From 1914 to 1928 further communities were established, the most prominent being: Luzon (where the Redemptorists preached the first mission completely in Tagalog), Lipa,Iloilo, Tacloban and Cagayan de Oro on Mindanao.
In 1928, the Philippines was divided into two vice provinces, each under a different province—the Cebu vice-province responsible for the Visayas and Mindanao under the Irish province; and the Manila vice-province responsible for Luzon under the Australian province, now headquartered at the National Shrine of Our Mother of Perpetual Help in Baclaran.

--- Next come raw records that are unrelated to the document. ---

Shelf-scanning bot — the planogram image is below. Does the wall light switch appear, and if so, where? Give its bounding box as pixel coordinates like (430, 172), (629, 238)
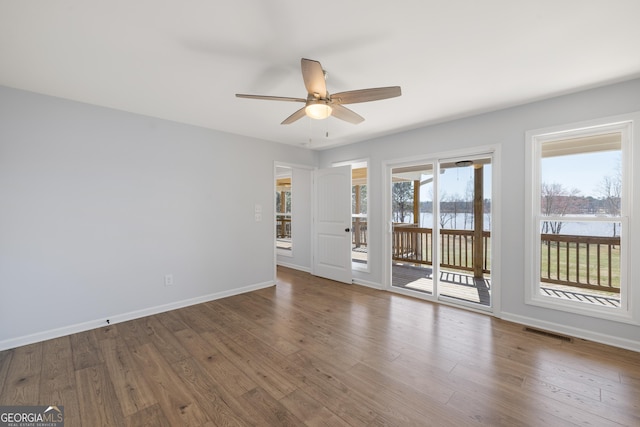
(164, 274), (173, 286)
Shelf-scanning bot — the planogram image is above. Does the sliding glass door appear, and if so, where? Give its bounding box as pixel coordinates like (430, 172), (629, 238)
(391, 155), (492, 309)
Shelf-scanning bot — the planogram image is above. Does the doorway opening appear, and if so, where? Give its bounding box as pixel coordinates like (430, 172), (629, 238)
(390, 155), (492, 310)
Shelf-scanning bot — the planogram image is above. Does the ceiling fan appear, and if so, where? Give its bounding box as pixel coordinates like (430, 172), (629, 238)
(236, 58), (401, 125)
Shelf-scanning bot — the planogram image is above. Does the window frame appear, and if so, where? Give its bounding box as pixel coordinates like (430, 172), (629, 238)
(524, 113), (640, 324)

The Second Vatican Council (1962–1965) had a profound impact on the Redemptorist Congregation and this resulted in them pledging themselves more strongly to the poor and disadvantaged in imitation of St. Alphonsus. When the political and social upheavals came in the 1960s and 1970s the Filipino Redemptorists stood in solidarity with those seeking justice and equality for they were to “…embrace the mission to proclaim by word and action, the Gospel of justice so that the poor’s aspirations can be fully realised in Christ, the source of liberation.”

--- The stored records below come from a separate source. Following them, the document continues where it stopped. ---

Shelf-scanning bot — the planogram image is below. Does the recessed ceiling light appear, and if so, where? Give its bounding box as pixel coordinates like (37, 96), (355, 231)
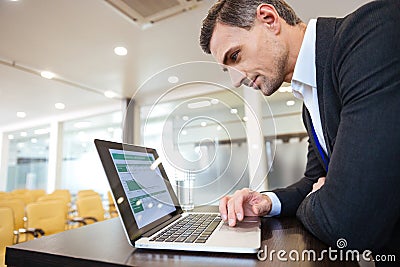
(74, 121), (92, 129)
(17, 111), (26, 118)
(188, 100), (211, 109)
(168, 76), (179, 83)
(33, 128), (50, 135)
(104, 91), (117, 98)
(54, 102), (65, 109)
(40, 70), (55, 79)
(286, 100), (296, 107)
(114, 46), (128, 56)
(211, 98), (219, 105)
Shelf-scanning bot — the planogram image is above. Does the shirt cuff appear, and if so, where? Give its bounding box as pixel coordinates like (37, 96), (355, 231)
(263, 192), (282, 217)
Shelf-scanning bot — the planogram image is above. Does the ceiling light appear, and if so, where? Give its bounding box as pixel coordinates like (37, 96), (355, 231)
(168, 76), (179, 83)
(33, 129), (50, 135)
(104, 91), (117, 98)
(54, 102), (65, 109)
(286, 100), (296, 107)
(17, 111), (26, 118)
(74, 121), (92, 129)
(211, 98), (219, 105)
(40, 70), (55, 79)
(188, 100), (211, 109)
(114, 46), (128, 56)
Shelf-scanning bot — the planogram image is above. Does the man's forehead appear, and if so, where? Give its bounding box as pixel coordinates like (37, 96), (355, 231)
(210, 22), (246, 63)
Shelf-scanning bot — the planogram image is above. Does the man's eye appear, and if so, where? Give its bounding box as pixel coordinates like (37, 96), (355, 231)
(231, 51), (239, 62)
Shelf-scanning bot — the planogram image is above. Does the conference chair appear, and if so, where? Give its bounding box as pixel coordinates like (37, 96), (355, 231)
(76, 189), (99, 199)
(0, 207), (14, 266)
(26, 200), (65, 237)
(0, 198), (25, 230)
(28, 189), (46, 201)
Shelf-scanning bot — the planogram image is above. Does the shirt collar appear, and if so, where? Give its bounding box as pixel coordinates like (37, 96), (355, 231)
(292, 19), (317, 97)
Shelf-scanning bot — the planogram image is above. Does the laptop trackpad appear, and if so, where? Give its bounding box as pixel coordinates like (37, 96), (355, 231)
(219, 216), (260, 232)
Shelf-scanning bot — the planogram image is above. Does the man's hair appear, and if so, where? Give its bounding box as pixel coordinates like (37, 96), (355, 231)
(200, 0), (301, 54)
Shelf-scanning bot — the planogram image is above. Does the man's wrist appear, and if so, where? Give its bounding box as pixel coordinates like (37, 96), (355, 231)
(263, 192), (282, 217)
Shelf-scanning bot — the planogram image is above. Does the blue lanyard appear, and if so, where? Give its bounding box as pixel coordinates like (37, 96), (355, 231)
(311, 122), (329, 172)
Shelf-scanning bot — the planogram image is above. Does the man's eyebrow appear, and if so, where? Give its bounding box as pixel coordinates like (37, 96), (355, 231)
(222, 46), (237, 65)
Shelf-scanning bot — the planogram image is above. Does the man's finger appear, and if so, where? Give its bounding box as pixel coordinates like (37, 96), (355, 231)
(219, 196), (230, 222)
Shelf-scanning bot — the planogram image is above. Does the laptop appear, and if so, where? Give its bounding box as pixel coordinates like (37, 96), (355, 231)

In 1996, the Cebu vice-province became an independent province, known as the Cebu Province.
The Cebu vice-province in now one of the units of the Redemptorists of Asia and Oceania
Today the Redemptorists Province of Cebu continues to embark on new pastoral initiatives such as care for the street children, Indigenous people, Youth Ministry, Prison apostolates,
Leprosarium, Supporting the Urban poor, Interfaith dialogue and missions abroad.